The technical indicators suggest a neutral to slightly bullish trend. The MACD is positive and contracting, moving averages are bullish (SMA_5 > SMA_20 > SMA_200), and the RSI is neutral at 50.167. The stock is trading near its pivot point of 8.614, with support at 8.138 and resistance at 9.09.

Analysts have initiated coverage with strong buy ratings and high price targets ($16-$18), citing the unique market position of Pedmark and its significant revenue growth potential.
Recent study highlights the safety and efficacy of Pedmark, enhancing its clinical feasibility and market appeal.
Revenue increased by 78.69% YoY in Q3 2025, indicating strong growth momentum.
Net income and EPS have significantly declined YoY, with net income dropping by -88.88% and EPS by -90.48%.
No significant hedge fund or insider trading trends, indicating limited institutional interest currently.

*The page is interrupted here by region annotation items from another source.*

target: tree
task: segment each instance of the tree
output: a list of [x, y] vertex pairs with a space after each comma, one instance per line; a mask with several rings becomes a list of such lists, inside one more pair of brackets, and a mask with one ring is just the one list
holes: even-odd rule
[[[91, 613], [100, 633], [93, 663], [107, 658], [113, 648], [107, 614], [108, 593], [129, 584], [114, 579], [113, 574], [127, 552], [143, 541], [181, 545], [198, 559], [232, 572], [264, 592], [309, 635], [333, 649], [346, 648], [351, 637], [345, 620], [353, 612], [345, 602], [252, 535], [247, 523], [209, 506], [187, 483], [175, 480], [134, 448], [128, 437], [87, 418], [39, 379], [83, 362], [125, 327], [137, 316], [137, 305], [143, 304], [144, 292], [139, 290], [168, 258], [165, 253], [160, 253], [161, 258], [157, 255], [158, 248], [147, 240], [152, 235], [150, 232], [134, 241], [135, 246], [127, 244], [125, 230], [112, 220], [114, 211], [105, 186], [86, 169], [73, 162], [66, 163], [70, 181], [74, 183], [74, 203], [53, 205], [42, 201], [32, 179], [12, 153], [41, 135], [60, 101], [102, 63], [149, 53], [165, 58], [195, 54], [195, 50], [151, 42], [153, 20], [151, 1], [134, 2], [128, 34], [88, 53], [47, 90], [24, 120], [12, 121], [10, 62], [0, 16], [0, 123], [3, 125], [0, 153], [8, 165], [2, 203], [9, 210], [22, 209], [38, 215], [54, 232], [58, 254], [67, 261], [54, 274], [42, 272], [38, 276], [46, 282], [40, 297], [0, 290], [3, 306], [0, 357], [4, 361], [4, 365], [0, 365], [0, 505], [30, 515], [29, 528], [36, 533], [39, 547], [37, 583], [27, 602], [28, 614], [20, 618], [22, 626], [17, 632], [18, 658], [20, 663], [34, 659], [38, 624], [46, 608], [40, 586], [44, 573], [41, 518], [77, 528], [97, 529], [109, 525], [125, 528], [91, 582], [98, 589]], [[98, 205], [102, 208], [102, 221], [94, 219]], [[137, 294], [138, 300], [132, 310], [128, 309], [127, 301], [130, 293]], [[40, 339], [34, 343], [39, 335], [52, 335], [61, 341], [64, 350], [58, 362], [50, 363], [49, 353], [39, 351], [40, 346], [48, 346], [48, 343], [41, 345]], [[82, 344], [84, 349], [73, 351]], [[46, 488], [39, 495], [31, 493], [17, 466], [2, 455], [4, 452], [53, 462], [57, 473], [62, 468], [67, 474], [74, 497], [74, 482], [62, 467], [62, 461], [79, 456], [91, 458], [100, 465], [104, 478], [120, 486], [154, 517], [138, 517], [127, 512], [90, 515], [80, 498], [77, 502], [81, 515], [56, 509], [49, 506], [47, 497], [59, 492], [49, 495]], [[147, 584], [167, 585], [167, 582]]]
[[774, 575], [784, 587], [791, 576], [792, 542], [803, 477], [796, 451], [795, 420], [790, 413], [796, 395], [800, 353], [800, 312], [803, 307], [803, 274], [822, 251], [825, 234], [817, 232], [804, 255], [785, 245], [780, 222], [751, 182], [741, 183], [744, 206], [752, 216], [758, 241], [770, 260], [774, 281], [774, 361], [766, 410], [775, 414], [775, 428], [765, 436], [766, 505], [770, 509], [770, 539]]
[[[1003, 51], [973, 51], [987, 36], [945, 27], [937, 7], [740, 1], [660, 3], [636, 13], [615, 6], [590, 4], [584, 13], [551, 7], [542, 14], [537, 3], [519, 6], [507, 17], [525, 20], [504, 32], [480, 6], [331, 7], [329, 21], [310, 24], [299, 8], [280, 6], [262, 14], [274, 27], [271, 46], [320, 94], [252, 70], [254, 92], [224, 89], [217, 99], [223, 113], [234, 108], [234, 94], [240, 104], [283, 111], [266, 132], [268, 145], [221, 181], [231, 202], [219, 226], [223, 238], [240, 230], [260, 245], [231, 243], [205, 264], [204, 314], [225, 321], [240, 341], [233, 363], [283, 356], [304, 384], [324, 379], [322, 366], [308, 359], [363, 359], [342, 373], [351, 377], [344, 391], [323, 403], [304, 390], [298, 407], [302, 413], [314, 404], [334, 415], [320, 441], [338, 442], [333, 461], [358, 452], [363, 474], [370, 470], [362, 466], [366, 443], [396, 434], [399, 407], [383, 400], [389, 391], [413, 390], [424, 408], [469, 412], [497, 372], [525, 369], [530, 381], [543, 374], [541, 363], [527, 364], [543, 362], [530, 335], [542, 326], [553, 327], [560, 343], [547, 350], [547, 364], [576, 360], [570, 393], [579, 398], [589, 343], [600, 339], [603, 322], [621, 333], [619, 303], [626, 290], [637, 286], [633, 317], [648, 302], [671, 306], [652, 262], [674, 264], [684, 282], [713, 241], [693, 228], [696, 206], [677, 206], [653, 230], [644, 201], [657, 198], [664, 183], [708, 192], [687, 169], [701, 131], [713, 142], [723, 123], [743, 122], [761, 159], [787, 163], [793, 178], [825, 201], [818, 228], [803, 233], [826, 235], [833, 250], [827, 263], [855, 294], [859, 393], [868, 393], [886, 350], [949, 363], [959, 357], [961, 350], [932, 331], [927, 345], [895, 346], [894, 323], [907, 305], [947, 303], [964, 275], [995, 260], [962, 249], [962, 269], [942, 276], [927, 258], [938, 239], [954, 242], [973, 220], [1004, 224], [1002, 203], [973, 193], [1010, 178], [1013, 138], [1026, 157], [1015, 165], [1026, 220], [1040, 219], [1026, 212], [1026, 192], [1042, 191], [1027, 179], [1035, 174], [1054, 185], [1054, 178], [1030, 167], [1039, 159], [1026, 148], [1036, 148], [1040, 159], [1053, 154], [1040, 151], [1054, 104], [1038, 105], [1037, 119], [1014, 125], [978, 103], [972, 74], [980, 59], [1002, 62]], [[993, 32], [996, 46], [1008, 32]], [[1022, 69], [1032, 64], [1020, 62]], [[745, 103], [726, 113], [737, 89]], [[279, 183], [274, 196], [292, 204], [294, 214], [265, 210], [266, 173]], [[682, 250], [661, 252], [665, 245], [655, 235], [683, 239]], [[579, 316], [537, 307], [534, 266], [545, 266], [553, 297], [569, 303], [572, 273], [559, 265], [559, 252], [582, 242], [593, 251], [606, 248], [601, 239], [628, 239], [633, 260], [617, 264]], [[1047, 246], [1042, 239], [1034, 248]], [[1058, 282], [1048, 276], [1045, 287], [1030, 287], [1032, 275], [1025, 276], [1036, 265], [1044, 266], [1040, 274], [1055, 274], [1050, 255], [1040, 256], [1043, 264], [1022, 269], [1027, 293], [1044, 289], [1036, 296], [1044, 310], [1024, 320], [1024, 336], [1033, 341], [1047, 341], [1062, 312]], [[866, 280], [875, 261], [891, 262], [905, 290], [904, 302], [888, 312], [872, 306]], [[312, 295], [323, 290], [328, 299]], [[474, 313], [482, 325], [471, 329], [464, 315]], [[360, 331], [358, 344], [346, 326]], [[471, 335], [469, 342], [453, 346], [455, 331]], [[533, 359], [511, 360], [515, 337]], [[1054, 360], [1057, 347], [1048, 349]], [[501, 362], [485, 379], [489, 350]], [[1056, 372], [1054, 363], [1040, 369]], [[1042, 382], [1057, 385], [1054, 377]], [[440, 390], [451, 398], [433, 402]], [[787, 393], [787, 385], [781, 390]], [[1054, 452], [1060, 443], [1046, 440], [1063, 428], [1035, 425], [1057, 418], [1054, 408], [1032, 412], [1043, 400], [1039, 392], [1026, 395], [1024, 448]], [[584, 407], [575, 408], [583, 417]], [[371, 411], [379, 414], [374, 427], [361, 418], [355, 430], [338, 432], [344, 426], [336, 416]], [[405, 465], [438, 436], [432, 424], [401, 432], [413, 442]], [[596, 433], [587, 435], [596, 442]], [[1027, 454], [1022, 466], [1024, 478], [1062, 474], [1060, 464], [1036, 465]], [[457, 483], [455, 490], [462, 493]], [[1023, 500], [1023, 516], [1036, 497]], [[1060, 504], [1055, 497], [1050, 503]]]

In Q3 2025, revenue increased by 78.69% YoY to $12.46M, showcasing strong growth. However, net income dropped by -88.88% YoY to -$638,000, and EPS fell by -90.48% YoY to -0.02. Gross margin improved to 94.7%, up 17.58% YoY, reflecting operational efficiency.
Analysts are highly bullish on FENC. B. Riley and Piper Sandler initiated coverage with Buy and Overweight ratings, respectively, and price targets of $16-$18. Analysts emphasize the company's strong revenue growth potential, unique product positioning, and lack of competition in its therapeutic category.